The student is synthesizing acetone, which will be our product, from propan-2-ol, which is our reactant. Here, we have the molecular structures of our reactant, propan-2-ol, and our product, acetone. Let’s look closer at both of these, in particular, focusing on the functional groups. We can see that the three-carbon backbone in each of our molecules is the same. This means that these peaks in our IR spectrum are unlikely to change very much. This leaves us with the oxygen containing part of the molecule. In our reactant, we have an alcohol hydroxyl group. Whereas in our product, we have a ketone carbonyl.

Since these are the main changes in our molecule during this reaction, we should focus on the peaks that these bonds are responsible for. The OH peak in our infrared spectrum will be fairly obvious. It will appear at around 3400 centimetres to the minus one. And it will be very broad. We can also refer to these units as wave numbers. This OH peak is very broad due to hydrogen bonding. The carbon–oxygen single bond in propan-2-ol will appear at approximately 1000 wave numbers. We can compare this to the carbon=oxygen double bond found in our carbonyl. This carbonyl group appears at around 1700 wave numbers and it’s very strong. It’s often the strongest peak in an IR spectrum.

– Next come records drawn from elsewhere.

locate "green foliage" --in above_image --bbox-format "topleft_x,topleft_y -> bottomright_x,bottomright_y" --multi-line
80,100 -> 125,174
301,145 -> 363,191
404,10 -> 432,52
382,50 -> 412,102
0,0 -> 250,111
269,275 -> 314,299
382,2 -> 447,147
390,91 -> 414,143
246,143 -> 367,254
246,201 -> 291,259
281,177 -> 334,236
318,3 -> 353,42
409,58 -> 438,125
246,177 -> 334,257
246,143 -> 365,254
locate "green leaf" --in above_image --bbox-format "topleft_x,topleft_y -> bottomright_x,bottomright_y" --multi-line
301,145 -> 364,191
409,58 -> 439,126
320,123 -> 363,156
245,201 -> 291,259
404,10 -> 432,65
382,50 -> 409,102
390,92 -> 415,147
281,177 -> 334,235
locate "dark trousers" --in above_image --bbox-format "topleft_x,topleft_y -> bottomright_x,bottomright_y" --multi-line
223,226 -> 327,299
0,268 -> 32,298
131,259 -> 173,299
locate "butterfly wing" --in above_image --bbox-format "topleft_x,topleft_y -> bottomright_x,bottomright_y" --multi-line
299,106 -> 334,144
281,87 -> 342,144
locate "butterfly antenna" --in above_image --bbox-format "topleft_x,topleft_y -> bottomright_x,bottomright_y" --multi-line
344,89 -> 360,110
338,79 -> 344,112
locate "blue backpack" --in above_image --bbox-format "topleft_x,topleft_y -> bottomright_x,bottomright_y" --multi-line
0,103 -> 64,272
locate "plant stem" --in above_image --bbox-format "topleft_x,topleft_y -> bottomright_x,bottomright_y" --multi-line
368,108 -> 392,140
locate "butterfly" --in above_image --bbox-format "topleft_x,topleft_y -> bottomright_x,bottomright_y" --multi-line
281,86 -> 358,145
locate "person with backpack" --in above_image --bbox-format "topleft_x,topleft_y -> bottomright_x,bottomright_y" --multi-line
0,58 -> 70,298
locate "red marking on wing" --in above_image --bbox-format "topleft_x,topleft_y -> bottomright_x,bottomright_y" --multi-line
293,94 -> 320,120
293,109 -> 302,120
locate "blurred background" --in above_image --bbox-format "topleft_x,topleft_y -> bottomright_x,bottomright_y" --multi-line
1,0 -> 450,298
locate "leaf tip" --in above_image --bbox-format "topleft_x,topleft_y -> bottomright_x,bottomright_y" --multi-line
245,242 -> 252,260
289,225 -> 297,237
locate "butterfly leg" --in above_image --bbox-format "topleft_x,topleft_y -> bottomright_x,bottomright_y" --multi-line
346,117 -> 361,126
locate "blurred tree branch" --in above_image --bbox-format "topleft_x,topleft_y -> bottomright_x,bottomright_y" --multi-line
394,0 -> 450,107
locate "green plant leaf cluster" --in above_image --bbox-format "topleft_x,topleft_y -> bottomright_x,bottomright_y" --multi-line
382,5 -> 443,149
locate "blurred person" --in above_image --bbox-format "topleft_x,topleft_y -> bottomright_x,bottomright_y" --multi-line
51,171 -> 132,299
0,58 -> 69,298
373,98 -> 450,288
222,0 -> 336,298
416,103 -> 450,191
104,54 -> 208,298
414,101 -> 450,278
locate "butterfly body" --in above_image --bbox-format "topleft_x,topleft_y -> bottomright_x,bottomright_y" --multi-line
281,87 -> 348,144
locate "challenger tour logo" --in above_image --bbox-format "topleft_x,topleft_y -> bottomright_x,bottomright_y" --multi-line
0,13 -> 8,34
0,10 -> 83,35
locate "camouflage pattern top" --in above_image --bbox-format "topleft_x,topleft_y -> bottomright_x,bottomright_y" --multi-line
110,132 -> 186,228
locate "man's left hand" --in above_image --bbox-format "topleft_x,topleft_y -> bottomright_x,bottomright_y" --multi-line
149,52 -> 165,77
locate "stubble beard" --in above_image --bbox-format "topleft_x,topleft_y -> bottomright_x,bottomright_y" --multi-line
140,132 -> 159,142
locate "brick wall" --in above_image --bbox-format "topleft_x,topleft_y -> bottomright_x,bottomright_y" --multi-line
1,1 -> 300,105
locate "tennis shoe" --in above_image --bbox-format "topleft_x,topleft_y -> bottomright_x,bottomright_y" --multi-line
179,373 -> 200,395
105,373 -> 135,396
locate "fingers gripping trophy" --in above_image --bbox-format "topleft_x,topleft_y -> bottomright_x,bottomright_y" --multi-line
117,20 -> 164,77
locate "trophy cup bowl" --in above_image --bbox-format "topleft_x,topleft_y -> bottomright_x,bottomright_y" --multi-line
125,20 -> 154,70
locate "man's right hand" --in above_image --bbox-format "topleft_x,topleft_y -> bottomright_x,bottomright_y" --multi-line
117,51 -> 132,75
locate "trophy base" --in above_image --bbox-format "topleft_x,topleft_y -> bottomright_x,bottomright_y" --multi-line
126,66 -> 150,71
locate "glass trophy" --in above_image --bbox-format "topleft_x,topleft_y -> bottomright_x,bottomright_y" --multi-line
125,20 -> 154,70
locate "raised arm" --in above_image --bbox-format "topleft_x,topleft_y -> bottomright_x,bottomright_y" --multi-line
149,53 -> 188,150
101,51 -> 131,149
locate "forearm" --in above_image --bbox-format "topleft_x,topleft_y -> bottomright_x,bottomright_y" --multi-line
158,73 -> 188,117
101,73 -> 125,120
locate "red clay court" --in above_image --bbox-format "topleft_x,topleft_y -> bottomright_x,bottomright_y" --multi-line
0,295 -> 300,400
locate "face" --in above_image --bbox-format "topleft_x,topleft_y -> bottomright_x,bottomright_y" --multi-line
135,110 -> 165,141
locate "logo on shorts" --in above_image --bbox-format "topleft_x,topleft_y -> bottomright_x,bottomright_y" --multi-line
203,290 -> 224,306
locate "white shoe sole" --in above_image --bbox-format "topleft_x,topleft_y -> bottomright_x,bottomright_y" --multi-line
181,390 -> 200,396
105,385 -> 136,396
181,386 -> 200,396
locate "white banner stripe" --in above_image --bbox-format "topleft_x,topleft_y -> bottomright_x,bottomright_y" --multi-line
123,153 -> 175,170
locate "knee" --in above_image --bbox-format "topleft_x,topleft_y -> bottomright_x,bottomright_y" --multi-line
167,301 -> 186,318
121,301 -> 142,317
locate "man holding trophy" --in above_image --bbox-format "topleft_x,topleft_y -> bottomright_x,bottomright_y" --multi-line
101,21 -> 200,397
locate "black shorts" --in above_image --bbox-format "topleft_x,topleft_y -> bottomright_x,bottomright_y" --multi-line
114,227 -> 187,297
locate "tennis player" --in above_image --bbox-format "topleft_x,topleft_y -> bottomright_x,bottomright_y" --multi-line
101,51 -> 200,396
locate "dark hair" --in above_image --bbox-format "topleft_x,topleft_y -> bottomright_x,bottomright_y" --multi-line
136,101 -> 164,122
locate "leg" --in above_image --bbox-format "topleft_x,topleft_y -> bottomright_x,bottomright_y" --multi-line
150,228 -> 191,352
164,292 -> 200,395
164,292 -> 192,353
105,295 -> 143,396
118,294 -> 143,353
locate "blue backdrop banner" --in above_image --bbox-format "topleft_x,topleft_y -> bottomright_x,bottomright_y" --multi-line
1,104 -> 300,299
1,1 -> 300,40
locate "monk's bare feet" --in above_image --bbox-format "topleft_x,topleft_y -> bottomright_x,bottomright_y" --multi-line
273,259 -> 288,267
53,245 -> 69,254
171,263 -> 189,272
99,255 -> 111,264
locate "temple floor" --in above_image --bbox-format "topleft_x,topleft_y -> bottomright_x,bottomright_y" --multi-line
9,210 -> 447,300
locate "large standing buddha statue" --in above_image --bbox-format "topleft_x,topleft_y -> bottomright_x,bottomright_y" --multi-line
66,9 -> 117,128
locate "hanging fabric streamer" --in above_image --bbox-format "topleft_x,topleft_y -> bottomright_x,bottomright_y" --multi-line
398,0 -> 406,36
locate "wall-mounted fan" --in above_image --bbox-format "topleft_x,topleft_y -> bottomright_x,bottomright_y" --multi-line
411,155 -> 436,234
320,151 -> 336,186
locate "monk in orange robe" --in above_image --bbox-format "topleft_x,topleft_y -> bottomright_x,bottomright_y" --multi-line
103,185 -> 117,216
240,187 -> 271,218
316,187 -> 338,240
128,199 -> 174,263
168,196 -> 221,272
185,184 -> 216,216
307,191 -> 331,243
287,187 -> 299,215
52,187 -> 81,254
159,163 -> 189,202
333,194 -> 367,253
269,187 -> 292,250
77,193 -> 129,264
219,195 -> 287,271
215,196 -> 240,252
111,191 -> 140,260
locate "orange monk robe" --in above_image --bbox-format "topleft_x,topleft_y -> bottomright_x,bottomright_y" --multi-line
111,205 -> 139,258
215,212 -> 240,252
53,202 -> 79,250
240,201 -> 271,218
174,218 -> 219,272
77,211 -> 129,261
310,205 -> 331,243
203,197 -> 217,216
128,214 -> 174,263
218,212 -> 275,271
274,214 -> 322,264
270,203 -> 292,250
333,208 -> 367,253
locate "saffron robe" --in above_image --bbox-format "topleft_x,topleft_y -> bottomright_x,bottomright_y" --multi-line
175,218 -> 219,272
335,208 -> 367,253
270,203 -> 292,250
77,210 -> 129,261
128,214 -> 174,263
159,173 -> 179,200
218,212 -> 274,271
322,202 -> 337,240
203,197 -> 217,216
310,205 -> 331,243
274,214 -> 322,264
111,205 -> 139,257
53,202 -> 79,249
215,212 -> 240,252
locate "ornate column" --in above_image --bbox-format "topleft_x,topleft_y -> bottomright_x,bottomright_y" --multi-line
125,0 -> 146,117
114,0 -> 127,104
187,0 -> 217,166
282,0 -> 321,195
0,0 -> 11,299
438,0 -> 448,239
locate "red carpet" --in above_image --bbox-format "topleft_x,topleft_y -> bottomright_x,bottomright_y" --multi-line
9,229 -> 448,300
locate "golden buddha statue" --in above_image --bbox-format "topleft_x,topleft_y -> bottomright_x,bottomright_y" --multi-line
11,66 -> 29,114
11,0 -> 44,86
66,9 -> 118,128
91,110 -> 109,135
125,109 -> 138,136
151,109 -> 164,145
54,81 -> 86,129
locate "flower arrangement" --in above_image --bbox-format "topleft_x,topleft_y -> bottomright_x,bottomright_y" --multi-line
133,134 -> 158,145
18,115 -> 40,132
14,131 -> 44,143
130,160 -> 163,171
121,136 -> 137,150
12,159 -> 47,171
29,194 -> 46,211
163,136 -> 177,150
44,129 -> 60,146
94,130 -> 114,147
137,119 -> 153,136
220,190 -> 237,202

Now, we just need to work out what’s going to happen to these peaks. As we convert propan-2-ol into acetone, the peaks coming from propan-2-ol bonds will weaken. As the reaction progresses and we create more acetone, the peaks in the acetone spectrum will increase or strengthen. So the broad OH peak at 3400 wave numbers and the sharp CO peak at 1000 wave numbers will both weaken. At the same time, the carbonyl peak at 1700 wave numbers will become stronger, as we create more acetone and therefore more of these carbonyl bonds.

Let’s now compare this information to the possible answers. Answer A mentions a peak in the 3300 to 3400 wave number range. This corresponds to the OH peak of our reactant. The answer suggests a strengthening of the peak from our reactant, which is not correct. The peaks from our reactant will weaken as the reaction progresses. So this is not the right answer. B suggests a peak in the 1700 to 1720 wave number range. Answer C also discusses the same range. This range is approximately where our carbonyl peak will appear. The carbonyl is, of course, in our product. So as the reaction progresses, we’ll generate more product and this peak will get stronger. So answer B is incorrect. However, answer C does predict a strengthening in this carbonyl range. So this is a correct answer.

Let’s check the last two just to be safe. Answers D and E discuss a peak in the range of 1600 to 1650 wave numbers. None of the key functional group peaks in our two molecules appear in this range. Remember that we can ignore any peaks coming from CH bonds since these are in both the reactant and the products. So we can rule out both of these answers.

So when we monitor the oxidation of propan-2-ol to form acetone using infrared spectroscopy, we will notice a strengthening absorption in the 1700 till 1720 wave number range.